The trigger for this post was a new whitepaper we published on SOA. The paper is far from being just another rehash on this topic – which continues to create controversy. It is the combined work of the three most prolific providers of various ‘standards’ that relate to aspects of SOA and – as is often the case – the result has in the past been more likely to create confusion rather that clarification. It’s the old joke; ‘the nice thing about standards is that there are so many to choose from’.
The paper, entitled ‘Navigating the SOA Open Standards Landscape Around Architecture’ was sponsored by – and combines the work and ‘standards’ – of The Open Group, OASIS and OMG. In addition, it was edited by an IBM employee. It presumably therefore reflects their point of view and a real live rocket scientist (actually an employee of NASA/Jet Propulsion Laboratory!) If you look at the contributors, you will see other well-known players’ involvement including Mats Gejnevall of Capgemini. So I think we can call this a genuine ‘master document’ aimed at bringing a lot of the existing parts together within a very clear common reference model.
I don’t want to go through the document in detail, though I certainly recommend reading it. But I will suggest it might be easier to follow if you read page 16 entitled ‘SOA Core Concepts’ first, to appreciate exactly what the core principles of SOA are held to be, before getting into the details. Here, I want to discuss what the paper doesn’t cover – because it falls outside its remit – which for many is the key question: ‘when should I be using SOA?’
The reason I usually hear is that using SOA is merely a substitute for using an enterprise application integration approach. Yes we can do it with SOA, but in the integration there is so much bespoke work that the claimed capabilities for reuse are actually very difficult to achieve. Funnily enough, I’m often in agreement with this statement, because the actual work being performed really was direct one-to-one application integration. But, if we go back to the white paper (to page 16), it offers the ‘Core Principles of SOA’ and the first generic principle ends with the statement: ‘a paradigm for Business and IT architecture’. This is a key point to grasp.
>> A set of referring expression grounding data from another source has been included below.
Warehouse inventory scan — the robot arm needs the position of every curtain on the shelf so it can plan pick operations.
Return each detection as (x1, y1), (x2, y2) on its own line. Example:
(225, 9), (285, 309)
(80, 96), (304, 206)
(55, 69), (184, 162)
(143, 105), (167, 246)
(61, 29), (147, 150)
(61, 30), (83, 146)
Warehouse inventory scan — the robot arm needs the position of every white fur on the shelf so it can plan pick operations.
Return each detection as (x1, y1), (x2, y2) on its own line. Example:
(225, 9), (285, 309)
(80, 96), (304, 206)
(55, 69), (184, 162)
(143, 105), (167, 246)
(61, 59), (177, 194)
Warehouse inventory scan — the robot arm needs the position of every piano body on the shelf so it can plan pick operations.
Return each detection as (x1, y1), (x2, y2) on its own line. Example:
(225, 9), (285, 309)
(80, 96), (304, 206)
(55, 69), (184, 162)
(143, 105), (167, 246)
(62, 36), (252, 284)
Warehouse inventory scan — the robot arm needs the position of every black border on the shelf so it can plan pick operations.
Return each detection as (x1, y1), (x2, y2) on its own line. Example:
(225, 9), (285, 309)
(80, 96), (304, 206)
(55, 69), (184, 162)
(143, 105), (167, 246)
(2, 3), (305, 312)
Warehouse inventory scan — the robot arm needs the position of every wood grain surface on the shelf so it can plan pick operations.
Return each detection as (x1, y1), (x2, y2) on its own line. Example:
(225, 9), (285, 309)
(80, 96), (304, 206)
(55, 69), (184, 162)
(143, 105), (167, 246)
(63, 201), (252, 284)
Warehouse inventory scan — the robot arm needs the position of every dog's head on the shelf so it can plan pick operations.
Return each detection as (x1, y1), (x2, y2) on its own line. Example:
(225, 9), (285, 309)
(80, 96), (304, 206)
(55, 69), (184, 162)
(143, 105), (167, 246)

If you look at the world of information technology, which is built around applications, then architecture is focussed on the computing system element. The job is to understand which, where, and how the various elements will have to be integrated. Yes, there is the business requirement driving this, but the expertise and focus is largely on the technology aspects needed to achieve this. Now, think about the business technology: this new fast-changing front office world, using web 2.0 and ultimately clouds. It’s not the same thing at all. For a start, it’s not based on monolithic state-full applications, but on clusters of ‘services’, meaning small self-contained functions.
If you work your way through the attributes, then pretty well everything about a ‘services’ environment is a reversal of an application environment; try it; state-full v stateless; close coupled v loose coupled; deterministic v non-deterministic, etc. My personal catch-all is to say that applications are first and foremost all about transactional data, whereas services are all about the flexible process and there will be no transactional data involved. This explains the business architecture point; the business managers want to be able to change and vary their front office processes frequently and quickly usually in response to external conditions. Conversely the enterprise architects working in IT must control change, to ensure the stability of the transactional procedures and the all-important enterprise data. Two very different goals and therefore not-surprisingly not always seen together.
The whole issue of using SOA looks very different when driven from building and deploying support for flexible front office activities by using ‘services’ rather than when looked at as a possible way to carry out back office data centric application integration. Indeed, SOA also becomes critical as the mechanism to link the two environments by providing a stable API to existing applications, as well as the environment for the deployment and orchestration of the ‘services’. If you are not using services or providing front office support in this manner, then you probably have a fair argument to say that SOA is not providing any real value to your project.
There is another point to consider too and that’s clouds – by which I mean genuine clouds and not running applications in a highly virtualised computing centre that may, or may not be shared. Adoption of SOA is a very necessary part of moving towards being able to use clouds, a point that Russ Daniels the leader of Cloud Computing at HP and I felt so strongly about, that we wrote a joint white paper called ‘The Cloud and SOA’.
So we may now be at the point when we have had the hype of SOA, been through the trough of disillusionment and are beginning to reach the sensible growth, based on using the technology in the right place for the right benefits. I hope so and have seen some evidence in good quality SOA deployments, but they are also linked to enterprises which are supporting new style front office deployments.